Number 10 garden opened to public
The garden of Number 10 Downing Street has been thrown open to the public as part of an event to open up green spaces in the capital.
The sun broke through the clouds above London just as 25 competition winners were given a tour of the Prime Minister's plot as part of the Open Garden Squares Weekend.
The walled garden, which is shared by residents of both Number 10 and 11, is also home to many birds, bees and other wildlife, while Larry the Downing Street cat is a regular visitor.
Gardener Will Tremorin said the L-shaped plot, which amounts to around half an acre, has been amended over the years according to the wishes of the different Prime Ministers who have lived at Number 10.

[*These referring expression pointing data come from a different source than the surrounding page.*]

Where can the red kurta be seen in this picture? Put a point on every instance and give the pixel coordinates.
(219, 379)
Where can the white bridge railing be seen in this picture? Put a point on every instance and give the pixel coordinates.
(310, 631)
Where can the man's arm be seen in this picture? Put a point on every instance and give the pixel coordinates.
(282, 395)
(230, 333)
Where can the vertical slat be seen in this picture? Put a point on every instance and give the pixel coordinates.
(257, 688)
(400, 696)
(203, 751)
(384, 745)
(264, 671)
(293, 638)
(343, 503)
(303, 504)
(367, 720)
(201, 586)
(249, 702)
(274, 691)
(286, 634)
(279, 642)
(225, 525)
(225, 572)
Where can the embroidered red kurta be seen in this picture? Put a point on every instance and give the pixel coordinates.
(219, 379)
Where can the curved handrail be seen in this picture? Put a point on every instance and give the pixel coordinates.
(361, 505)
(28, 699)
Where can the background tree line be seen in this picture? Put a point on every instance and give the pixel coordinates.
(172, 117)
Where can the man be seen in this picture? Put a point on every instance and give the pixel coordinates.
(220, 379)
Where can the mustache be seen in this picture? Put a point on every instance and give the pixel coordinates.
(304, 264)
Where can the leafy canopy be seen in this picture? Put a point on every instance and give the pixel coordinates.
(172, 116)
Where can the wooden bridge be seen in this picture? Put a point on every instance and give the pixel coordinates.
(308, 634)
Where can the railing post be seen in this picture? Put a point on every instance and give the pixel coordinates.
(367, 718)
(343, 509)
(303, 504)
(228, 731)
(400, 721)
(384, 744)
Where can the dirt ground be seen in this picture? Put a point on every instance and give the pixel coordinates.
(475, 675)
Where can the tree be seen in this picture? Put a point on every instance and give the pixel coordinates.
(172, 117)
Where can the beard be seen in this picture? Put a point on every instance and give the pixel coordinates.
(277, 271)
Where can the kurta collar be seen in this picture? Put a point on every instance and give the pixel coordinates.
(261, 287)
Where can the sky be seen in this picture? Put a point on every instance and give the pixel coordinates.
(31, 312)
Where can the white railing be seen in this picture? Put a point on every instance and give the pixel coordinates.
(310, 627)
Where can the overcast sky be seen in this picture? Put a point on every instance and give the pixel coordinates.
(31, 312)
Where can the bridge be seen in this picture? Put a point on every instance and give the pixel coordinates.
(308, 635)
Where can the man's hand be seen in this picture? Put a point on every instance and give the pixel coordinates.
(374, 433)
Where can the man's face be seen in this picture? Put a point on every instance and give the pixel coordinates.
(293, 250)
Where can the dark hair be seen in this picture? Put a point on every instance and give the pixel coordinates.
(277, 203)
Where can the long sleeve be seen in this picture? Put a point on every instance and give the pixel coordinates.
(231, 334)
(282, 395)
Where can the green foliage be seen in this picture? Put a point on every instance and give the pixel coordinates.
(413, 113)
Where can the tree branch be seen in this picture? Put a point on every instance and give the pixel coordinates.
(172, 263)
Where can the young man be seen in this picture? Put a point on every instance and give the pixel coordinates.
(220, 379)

The rose area was an idea of Margaret Thatcher's while John Major suggested the climbing and creeping roses that drape the hanging ropes that were fixed in above them, he said.
Meanwhile the raised bed where up to 10 varieties of vegetable grow at a time was introduced by Gordon Brown's wife Sarah.
He said: "Her thoughts were that anyone can grow vegetables, even in a very small plot. The Browns were instrumental in developing the environmental sustainability of the garden."
The outdoor space, which he described as a suntrap, features a large lawn surrounded by dozens of flower beds and a slate path. A small pond is home to around 30 goldfish, frogs and newts, while a kestrel's nest has also been spotted in the grounds.
One of those visiting the garden was Frank Bush, 68, who had travelled all the way from Usk, Monmouthshire, just to see it.
He said: "It's incredible. It's so peaceful and quiet, it's like an oasis in the middle of London. I think if I was ever Prime Minister I would escape out here very often."